Crescono le raccomandazioni mediche per un minor consumo di bevande gassate, le vendite ne risentono e anche il colosso per eccellenza del beverage mondiale corre ai ripari. Almeno in Svizzera, dove la filiale di Coca-Cola ha deciso di lanciare sul mercato bottigliette più piccole da 2,5 decilitri (al costo di 2,25 franchi), per andare incontro alle esigenze dei consumatori e ritrovarne il favore. E se non si tratta di una novità - nel 2009 Coca-Cola aveva già introdotto negli Stati Uniti bottigliette da 2,2 decilitri con grande successo - vero è che la cronistoria dei contenitori della Coca-Cola, dalle lattine alle mitiche bottiglie contour in vetro (comparse nel 1916 e probabilmente ispirate alle curve dell’attrice Mae West) fino alle più attuali di plastica, ci raccontano della bevanda, ma anche dei tempi e delle tendenze che li hanno attraversati. “Con questo ampliamento della nostra offerta, i consumatori svizzeri hanno la possibilità di scegliere la porzione individuale che preferiscono - ha spiegato il portavoce Matthias Schneider - la bevanda ha sempre le solite calorie, ma in quantità minore”.

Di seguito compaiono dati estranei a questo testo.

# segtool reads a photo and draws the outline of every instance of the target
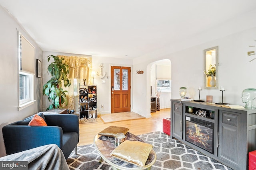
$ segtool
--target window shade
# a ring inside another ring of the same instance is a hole
[[[171,80],[171,66],[156,64],[156,79],[158,80]]]
[[[20,70],[35,74],[35,49],[24,37],[20,35]]]

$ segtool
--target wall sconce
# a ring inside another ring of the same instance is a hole
[[[94,85],[94,77],[95,77],[96,76],[97,76],[97,74],[96,73],[96,72],[94,71],[92,71],[91,76],[92,77],[92,85]]]
[[[144,73],[144,72],[142,70],[139,70],[139,71],[136,70],[136,71],[137,72],[137,74],[143,74]]]

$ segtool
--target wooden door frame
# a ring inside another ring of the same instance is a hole
[[[109,108],[110,110],[109,111],[109,113],[111,113],[111,78],[112,77],[111,77],[111,68],[112,66],[120,66],[120,67],[130,67],[131,68],[131,90],[130,90],[130,95],[131,95],[131,101],[130,101],[130,104],[131,104],[131,111],[133,111],[133,103],[132,98],[133,97],[133,67],[132,65],[125,65],[125,64],[110,64],[109,67],[109,74],[110,74],[110,80],[109,81],[109,92],[110,92],[110,96],[109,96],[109,101],[110,102],[109,103]]]

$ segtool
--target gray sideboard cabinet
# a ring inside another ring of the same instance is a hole
[[[174,102],[172,105],[172,115],[171,117],[174,122],[172,124],[172,137],[177,139],[182,139],[182,104],[180,103]]]
[[[256,150],[256,109],[230,109],[205,102],[181,102],[179,99],[171,100],[171,137],[234,170],[248,169],[248,153]],[[188,106],[194,107],[194,113],[188,113]],[[205,117],[197,115],[196,112],[200,110],[208,114]],[[211,111],[214,111],[214,118],[209,116]],[[191,122],[194,119],[214,127],[212,152],[186,140],[189,126],[186,123],[193,125]]]

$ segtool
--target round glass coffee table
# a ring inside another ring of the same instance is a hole
[[[137,136],[129,132],[128,132],[126,136],[126,140],[145,142]],[[100,162],[101,162],[102,159],[104,159],[111,166],[112,169],[114,170],[150,170],[151,166],[156,162],[156,153],[152,149],[145,166],[144,167],[138,166],[121,160],[110,155],[111,152],[116,147],[115,144],[114,138],[101,136],[97,134],[94,137],[94,144],[96,150],[101,157]]]

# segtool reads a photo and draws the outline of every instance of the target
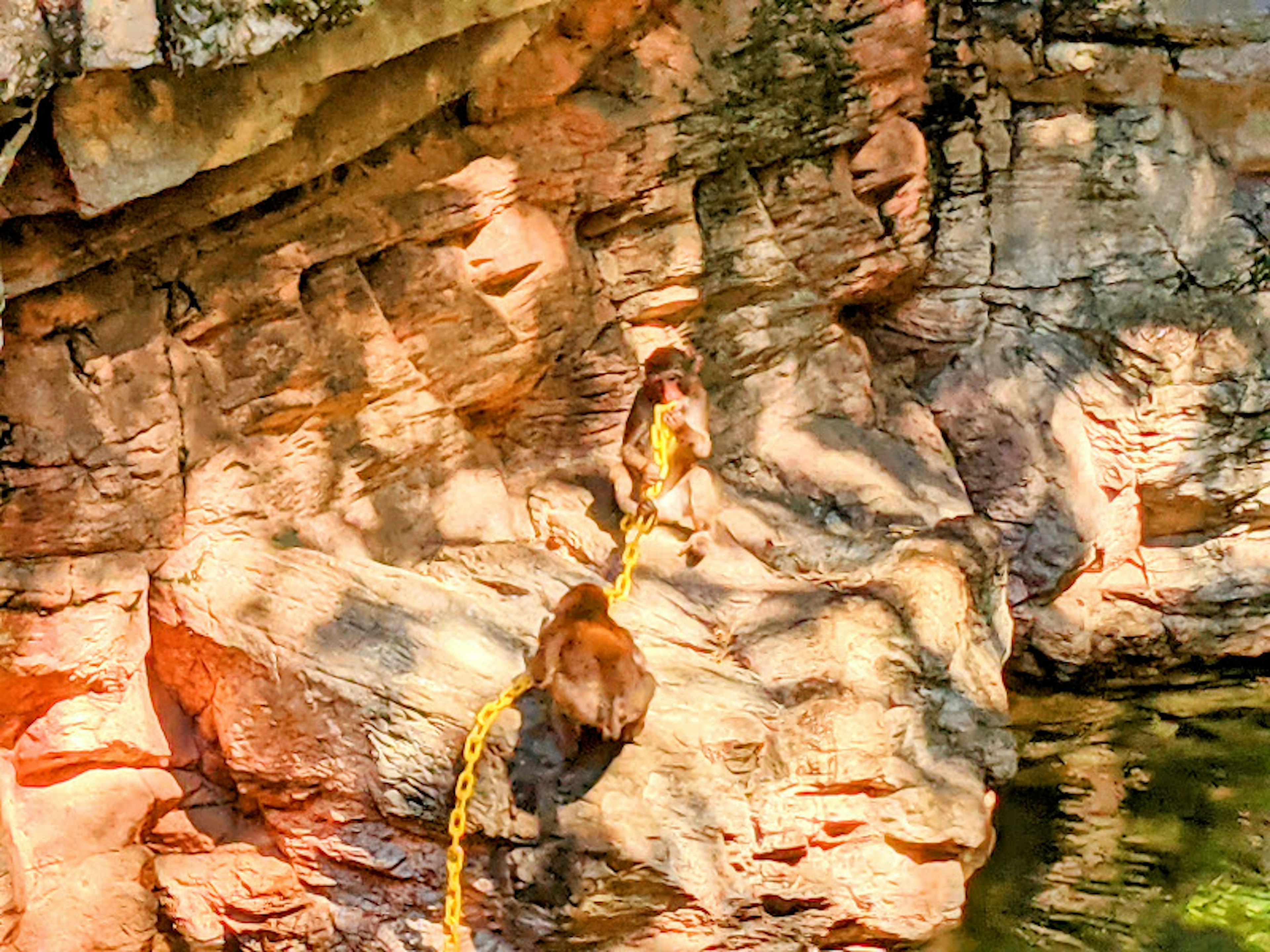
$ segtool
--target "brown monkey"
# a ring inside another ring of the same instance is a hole
[[[560,599],[538,635],[530,675],[573,722],[574,737],[589,726],[620,741],[634,740],[644,726],[657,685],[631,633],[608,617],[603,589],[591,584]],[[558,724],[558,730],[569,726]]]
[[[635,512],[645,487],[658,479],[653,458],[653,407],[674,404],[663,418],[674,434],[671,468],[654,503],[657,520],[692,534],[685,546],[696,564],[706,552],[710,528],[719,508],[714,479],[698,466],[710,456],[710,405],[697,376],[701,358],[673,347],[663,347],[644,362],[644,383],[635,395],[622,434],[622,465],[613,467],[613,495],[624,513]]]

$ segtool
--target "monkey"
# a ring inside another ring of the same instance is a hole
[[[657,684],[635,638],[608,616],[608,598],[584,583],[565,593],[542,626],[530,677],[574,726],[629,743],[644,726]]]
[[[610,617],[603,589],[591,584],[569,589],[542,626],[530,677],[512,791],[550,838],[558,801],[584,796],[640,732],[657,682],[630,632]]]
[[[626,418],[621,465],[611,473],[618,508],[624,513],[636,512],[645,489],[660,475],[653,458],[653,407],[673,402],[663,419],[674,434],[674,451],[662,495],[653,508],[659,524],[691,533],[683,547],[690,565],[705,556],[719,509],[714,479],[698,466],[711,451],[710,405],[697,376],[700,371],[701,358],[695,353],[663,347],[649,354],[644,382]]]

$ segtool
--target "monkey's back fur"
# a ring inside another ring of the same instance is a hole
[[[644,726],[657,687],[635,640],[608,617],[607,600],[594,585],[579,585],[561,599],[538,635],[530,675],[560,713],[622,741],[634,740]]]

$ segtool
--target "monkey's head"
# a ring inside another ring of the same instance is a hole
[[[560,604],[556,605],[556,618],[608,618],[608,597],[599,585],[589,581],[574,585],[564,593]]]
[[[644,360],[644,393],[654,404],[683,400],[700,369],[700,357],[686,354],[677,347],[658,348]]]

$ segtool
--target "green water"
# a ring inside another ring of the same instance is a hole
[[[931,952],[1270,952],[1270,679],[1012,715],[997,848]]]

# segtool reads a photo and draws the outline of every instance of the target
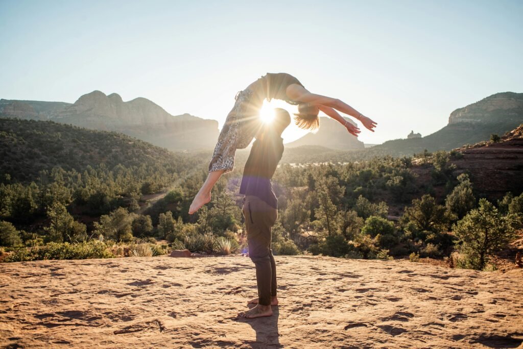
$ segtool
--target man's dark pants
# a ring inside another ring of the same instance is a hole
[[[257,196],[246,195],[242,208],[247,228],[249,257],[256,269],[258,303],[270,305],[276,296],[276,263],[270,249],[272,226],[278,210]]]

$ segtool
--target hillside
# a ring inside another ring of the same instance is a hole
[[[493,133],[502,135],[523,122],[523,94],[503,92],[453,111],[449,124],[421,138],[394,139],[369,149],[370,153],[411,156],[415,153],[450,150],[464,144],[489,139]]]
[[[515,348],[521,270],[276,256],[279,305],[240,256],[0,264],[0,346]],[[251,305],[252,306],[252,305]]]
[[[84,95],[73,104],[2,99],[0,117],[116,131],[173,150],[212,149],[219,133],[215,120],[173,116],[145,98],[124,102],[117,94],[100,91]]]
[[[349,119],[352,123],[354,123]],[[320,146],[338,150],[363,149],[363,142],[330,118],[320,118],[320,129],[316,133],[308,133],[301,138],[285,144],[286,148],[302,146]]]
[[[116,132],[15,119],[0,119],[0,174],[21,181],[55,166],[81,172],[102,162],[109,168],[166,164],[183,168],[195,161]]]
[[[482,142],[456,149],[460,156],[452,162],[459,172],[471,175],[482,196],[501,199],[508,192],[523,192],[523,124],[503,135],[499,142]]]

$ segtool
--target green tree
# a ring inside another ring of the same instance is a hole
[[[396,229],[394,224],[385,218],[371,216],[365,220],[365,225],[361,228],[361,234],[369,235],[371,238],[378,236],[379,245],[382,247],[393,247],[397,242]]]
[[[16,247],[21,245],[20,232],[10,223],[0,220],[0,246]]]
[[[383,201],[379,204],[373,204],[366,197],[360,195],[356,200],[354,211],[363,219],[366,219],[371,216],[379,216],[386,218],[389,213],[389,207]]]
[[[95,222],[95,231],[106,239],[129,242],[133,239],[132,222],[134,215],[127,208],[118,207],[108,215],[100,217],[99,222]]]
[[[445,206],[438,205],[429,194],[414,199],[405,208],[404,220],[414,222],[420,230],[439,232],[447,229],[450,217]]]
[[[463,266],[484,269],[492,254],[515,237],[516,220],[515,215],[503,216],[486,199],[480,199],[479,207],[452,227],[461,242],[458,249],[465,257]]]
[[[472,193],[472,183],[466,173],[458,176],[458,184],[445,200],[445,206],[451,212],[461,219],[474,208],[476,198]]]
[[[319,221],[320,226],[327,231],[328,235],[334,235],[339,226],[338,209],[332,203],[327,192],[319,190],[317,194],[320,207],[314,210],[314,215]]]
[[[352,240],[359,234],[363,225],[363,219],[358,216],[356,211],[341,211],[339,213],[338,222],[339,230],[347,240]]]
[[[165,213],[161,213],[158,217],[158,226],[156,228],[158,237],[160,239],[165,239],[167,236],[172,235],[175,232],[175,225],[176,221],[173,218],[172,212],[167,211]]]
[[[132,224],[133,235],[138,237],[152,236],[153,222],[151,216],[139,215],[134,217]]]
[[[239,226],[237,218],[240,215],[239,208],[231,196],[222,192],[213,200],[212,208],[209,210],[209,222],[205,225],[208,224],[209,229],[207,231],[220,236],[228,229],[236,231]]]
[[[85,224],[74,220],[67,211],[65,206],[60,202],[55,202],[47,210],[49,226],[44,228],[50,241],[55,242],[84,240],[87,237]]]
[[[493,143],[497,143],[501,140],[501,137],[499,137],[496,133],[492,133],[491,134],[491,142]]]
[[[300,228],[308,221],[310,214],[303,200],[291,199],[289,201],[283,212],[281,223],[291,239],[295,239]]]

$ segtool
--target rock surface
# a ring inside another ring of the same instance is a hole
[[[493,114],[506,118],[521,118],[523,94],[504,92],[495,94],[450,113],[449,123],[488,121]]]
[[[470,174],[474,190],[490,200],[507,192],[523,192],[523,124],[495,143],[483,142],[455,149],[462,156],[452,160],[459,172]]]
[[[93,91],[73,104],[0,100],[0,117],[51,120],[93,130],[116,131],[172,150],[212,149],[218,121],[189,114],[173,116],[145,98],[124,102],[117,94]]]
[[[280,304],[255,319],[245,257],[2,264],[0,347],[521,347],[521,270],[275,259]]]

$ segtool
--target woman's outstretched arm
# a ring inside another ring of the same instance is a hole
[[[192,203],[191,203],[191,206],[189,208],[189,214],[192,214],[199,210],[201,206],[210,202],[211,190],[220,179],[220,177],[223,173],[223,171],[211,171],[209,172],[205,183],[201,186],[198,194],[195,196]]]
[[[328,107],[350,115],[356,120],[359,120],[363,126],[373,132],[374,130],[372,129],[378,124],[345,102],[336,98],[311,93],[297,84],[289,85],[286,92],[287,96],[294,100]]]
[[[358,134],[361,132],[357,126],[353,125],[351,123],[344,119],[343,117],[340,115],[338,112],[335,110],[333,108],[332,108],[330,107],[325,107],[325,106],[320,105],[318,106],[318,109],[334,119],[339,123],[343,125],[344,127],[347,129],[347,131],[349,131],[349,133],[357,137]]]

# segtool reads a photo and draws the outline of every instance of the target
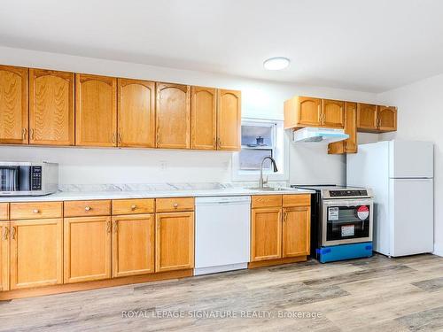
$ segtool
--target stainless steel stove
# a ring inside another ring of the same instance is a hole
[[[370,189],[336,185],[291,185],[315,191],[311,202],[311,255],[319,248],[372,242]]]

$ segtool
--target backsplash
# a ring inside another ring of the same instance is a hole
[[[105,183],[105,184],[61,184],[58,189],[63,192],[83,191],[156,191],[156,190],[211,190],[232,188],[257,187],[258,182],[183,182],[183,183]],[[284,181],[269,182],[269,187],[285,187]]]

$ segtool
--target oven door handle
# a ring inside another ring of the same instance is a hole
[[[323,200],[323,205],[326,206],[359,206],[359,205],[372,205],[372,199],[331,199]]]

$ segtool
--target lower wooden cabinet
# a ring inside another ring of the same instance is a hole
[[[111,217],[65,219],[65,283],[111,278]]]
[[[9,221],[0,221],[0,291],[9,290]]]
[[[251,261],[282,257],[282,208],[252,210]]]
[[[261,261],[260,266],[266,266],[268,260],[275,264],[276,259],[310,253],[310,195],[277,197],[256,196],[252,199],[251,262]]]
[[[283,210],[283,258],[309,255],[311,211],[308,206]]]
[[[11,290],[63,282],[63,220],[11,221]]]
[[[157,213],[155,271],[194,267],[194,212]]]
[[[113,217],[113,276],[154,272],[153,214]]]

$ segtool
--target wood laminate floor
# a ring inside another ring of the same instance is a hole
[[[443,330],[443,258],[311,260],[0,302],[0,331],[12,330]]]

E in un’epoca in cui la ricerca del salutismo cresce sempre più tra i consumatori, a risentirne è anche McDonald’s: sempre la Svizzera, ad aprile, ha addirittura costretto il colosso simbolo del fast food ha svelare la lista integrale degli ingredienti contenuti nelle sue preparazioni, in cui figurano ingrendienti chimici cancerogeni, allergici, reprotossici e neurotossici (a causa delle diverse legislazioni alimentari, i prodotti McDonald’s non sono fabbricati allo stesso modo in ogni Paese: la situazione peggiore è in Canada e negli Stati Uniti, dove la legislazione alimentare permette l’utilizzo di additivi proibiti in Europa). E se non bastasse la chiusura di alcuni fast food a Mosca per “violazioni sanitarie” nello scontro di sanzioni tra l’Occidente e Putin, che punta il dito anche sulle bevande straniere come la Coca-Cola, di questi tempi McDonald’s sta anche perdendo il proprio lustro con i consumatori più giovani. Il moltiplicarsi delle scelte a disposizione e la ricerca di cibi freschi e salutari, allontana i giovani dal colosso degli hamburger, che ha annunciato ad agosto il maggior calo mensile delle vendite dal 2003 e un nuovo, il secondo in due anni, cambio al vertice della divisione americana. Ad analizzare le difficoltà di McDonald’s è The Wall Street Journal, nel giorno in cui il rivale Burger King conferma le trattative per l’acquisizione della canadese Tim Hortons. Un matrimonio dal quale nascerà il terzo maggiore fast food al mondo e spinto da motivi fiscali. Le vendite McDonald’s, che resta la maggiore catena di fast food al mondo per fatturato, nell’ultimo anno sono rimaste nella migliore delle ipotesi piatte negli Stati Uniti, il mercato principale, dove si trova più del 40% dei 35.000 ristoranti della catena e dove, come si sa,
la First Lady Michelle Obama ha dichiarato ormai da tempo guerra al junk food. La percentuale dei giovani americani fra i 19 e i 21 anni che si reca da McDonald’s ogni mese è scesa del 12,9% dall’inizio del 2011, mentre quella dei clienti di età compresa fra i 22 e i 37 anni è rimasta stabile. Da tempo McDonald’s per invertire la tendenza ha rivisto il proprio menu, introducendo cibi più sani, e si è spinta di più anche nel digitale.